The most excessive amount of phenolics was found in ethanolic extract of Ov, followed by the methanolic extract of Om (129.25 and 82.60 mg GAE/g, respectively). The lowest TPC was observed in aqueous extract of Tm (24.80 mg/mL). Only in the cases of Ov, Tc and Tm ethanolic and methanolic extracts were significantly different from the aqueous ones (see Table 1).

On the other hand, when the PAC was considered, a different relationship between the extracts was observed i.e. PAC was higher in methanolic extracts compared to the ethanolic ones. Regardless, only in Om ethanolic and aqueous extracts PAC is shown to be significantly different. The highest PAC was observed in Ov methanolic extract, followed by Ov ethanolic extract (96.04 and 74.19 mg CAE/g, respectively). The lowest PAC was found in Tv aqueous extract (6.78 mg CAE/g), while it was not detected in several aqueous and ethanolic extracts at the concentration of 0.1 mg/mL.

Alcoholic extracts at 0.1 and 0.25 mg/mL showed the highest TFC, while aqueous ones had the lowest TPC overall, but with no observed significant differences.
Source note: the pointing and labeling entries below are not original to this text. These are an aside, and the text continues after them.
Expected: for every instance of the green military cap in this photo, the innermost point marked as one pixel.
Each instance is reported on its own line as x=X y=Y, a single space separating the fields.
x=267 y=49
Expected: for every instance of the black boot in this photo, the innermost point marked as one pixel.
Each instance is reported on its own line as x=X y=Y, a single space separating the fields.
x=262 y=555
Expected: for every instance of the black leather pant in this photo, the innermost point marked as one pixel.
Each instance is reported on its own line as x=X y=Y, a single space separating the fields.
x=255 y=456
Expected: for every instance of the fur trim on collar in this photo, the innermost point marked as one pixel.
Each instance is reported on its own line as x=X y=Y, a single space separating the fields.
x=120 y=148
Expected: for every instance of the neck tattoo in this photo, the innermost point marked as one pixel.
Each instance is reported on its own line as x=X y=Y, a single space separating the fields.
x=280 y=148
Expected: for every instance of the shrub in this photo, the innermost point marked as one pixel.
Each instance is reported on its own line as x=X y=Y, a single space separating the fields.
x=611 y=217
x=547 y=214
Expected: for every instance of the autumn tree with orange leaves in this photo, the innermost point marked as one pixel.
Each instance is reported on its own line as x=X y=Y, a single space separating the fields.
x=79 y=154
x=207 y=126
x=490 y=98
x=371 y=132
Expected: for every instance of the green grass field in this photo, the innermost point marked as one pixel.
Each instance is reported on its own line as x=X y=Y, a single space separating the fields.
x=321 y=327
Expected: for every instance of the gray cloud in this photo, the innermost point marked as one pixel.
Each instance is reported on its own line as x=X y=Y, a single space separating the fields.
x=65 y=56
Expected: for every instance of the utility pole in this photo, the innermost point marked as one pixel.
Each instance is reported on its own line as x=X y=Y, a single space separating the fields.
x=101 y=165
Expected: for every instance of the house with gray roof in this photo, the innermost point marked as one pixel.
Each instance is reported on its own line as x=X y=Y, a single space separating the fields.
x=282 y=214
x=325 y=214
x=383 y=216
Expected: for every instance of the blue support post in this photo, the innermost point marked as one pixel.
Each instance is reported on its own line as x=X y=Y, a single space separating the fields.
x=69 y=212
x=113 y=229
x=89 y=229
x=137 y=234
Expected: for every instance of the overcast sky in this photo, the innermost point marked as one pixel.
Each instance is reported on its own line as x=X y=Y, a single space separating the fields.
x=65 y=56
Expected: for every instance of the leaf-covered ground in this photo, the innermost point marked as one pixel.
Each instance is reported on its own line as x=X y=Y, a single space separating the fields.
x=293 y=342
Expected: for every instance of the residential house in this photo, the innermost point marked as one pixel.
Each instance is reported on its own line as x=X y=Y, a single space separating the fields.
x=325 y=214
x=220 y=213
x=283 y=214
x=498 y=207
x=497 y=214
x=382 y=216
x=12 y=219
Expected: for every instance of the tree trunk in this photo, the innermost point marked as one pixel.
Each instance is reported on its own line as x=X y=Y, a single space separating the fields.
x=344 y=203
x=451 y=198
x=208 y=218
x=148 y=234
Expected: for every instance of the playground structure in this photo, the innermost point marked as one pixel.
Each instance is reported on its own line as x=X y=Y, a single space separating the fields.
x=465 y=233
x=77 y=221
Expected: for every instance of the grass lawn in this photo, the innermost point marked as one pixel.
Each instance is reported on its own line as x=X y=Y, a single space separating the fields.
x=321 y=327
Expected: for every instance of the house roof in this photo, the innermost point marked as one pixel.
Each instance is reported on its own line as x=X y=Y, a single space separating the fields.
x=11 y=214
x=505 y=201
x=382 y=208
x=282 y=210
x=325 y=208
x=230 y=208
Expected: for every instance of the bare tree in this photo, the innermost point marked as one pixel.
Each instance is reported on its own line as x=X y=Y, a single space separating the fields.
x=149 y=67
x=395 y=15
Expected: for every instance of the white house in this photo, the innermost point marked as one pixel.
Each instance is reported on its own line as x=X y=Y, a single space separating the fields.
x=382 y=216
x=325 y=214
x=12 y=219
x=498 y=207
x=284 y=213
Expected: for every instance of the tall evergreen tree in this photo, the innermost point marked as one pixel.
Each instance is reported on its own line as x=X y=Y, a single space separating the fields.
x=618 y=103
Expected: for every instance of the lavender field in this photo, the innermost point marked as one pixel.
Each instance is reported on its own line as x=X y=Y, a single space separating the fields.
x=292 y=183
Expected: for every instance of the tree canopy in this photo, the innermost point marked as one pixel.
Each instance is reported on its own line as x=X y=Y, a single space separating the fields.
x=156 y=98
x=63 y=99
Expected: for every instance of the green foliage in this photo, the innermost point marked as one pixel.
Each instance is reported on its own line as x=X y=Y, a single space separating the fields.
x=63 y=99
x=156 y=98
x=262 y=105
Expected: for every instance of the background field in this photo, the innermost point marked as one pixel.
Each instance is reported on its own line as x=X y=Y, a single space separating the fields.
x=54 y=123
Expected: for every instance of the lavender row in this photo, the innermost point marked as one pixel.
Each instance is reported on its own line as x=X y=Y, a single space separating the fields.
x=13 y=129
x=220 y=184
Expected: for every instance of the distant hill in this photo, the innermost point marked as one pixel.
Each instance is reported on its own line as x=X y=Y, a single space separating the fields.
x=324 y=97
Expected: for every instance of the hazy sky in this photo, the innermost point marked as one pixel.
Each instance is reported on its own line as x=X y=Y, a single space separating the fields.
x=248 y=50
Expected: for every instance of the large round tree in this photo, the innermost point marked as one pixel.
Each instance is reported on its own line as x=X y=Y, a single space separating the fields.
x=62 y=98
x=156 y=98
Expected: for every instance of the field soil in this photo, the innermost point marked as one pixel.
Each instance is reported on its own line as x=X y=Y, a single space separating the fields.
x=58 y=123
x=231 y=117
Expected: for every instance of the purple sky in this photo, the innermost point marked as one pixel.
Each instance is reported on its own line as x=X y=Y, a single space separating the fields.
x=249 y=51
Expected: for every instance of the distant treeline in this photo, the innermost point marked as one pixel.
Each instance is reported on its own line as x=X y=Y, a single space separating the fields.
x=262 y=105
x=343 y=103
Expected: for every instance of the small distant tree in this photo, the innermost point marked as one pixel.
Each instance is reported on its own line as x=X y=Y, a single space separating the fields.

Specifically, methanolic and ethanolic extracts of Ov had the highest TFC (22.49 and 19.36 mg QE/g). Once again, the lowest amount of TFC was detected in aqueous extracts of Tm (7.27 mg QE/g).

Regarding FC, higher amount was found in ethanolic extracts compared to the methanolic and aqueous ones, however the observed differences are not considered as statistically significant. Specifically, the highest amounts of FC (7.60 and 7.53 mg QE/g) were detected in ethanolic extracts of Ov and Tm. On the other hand, the lowest amount of FC was detected in aqueous extracts of Om (3.09 mg QE/g).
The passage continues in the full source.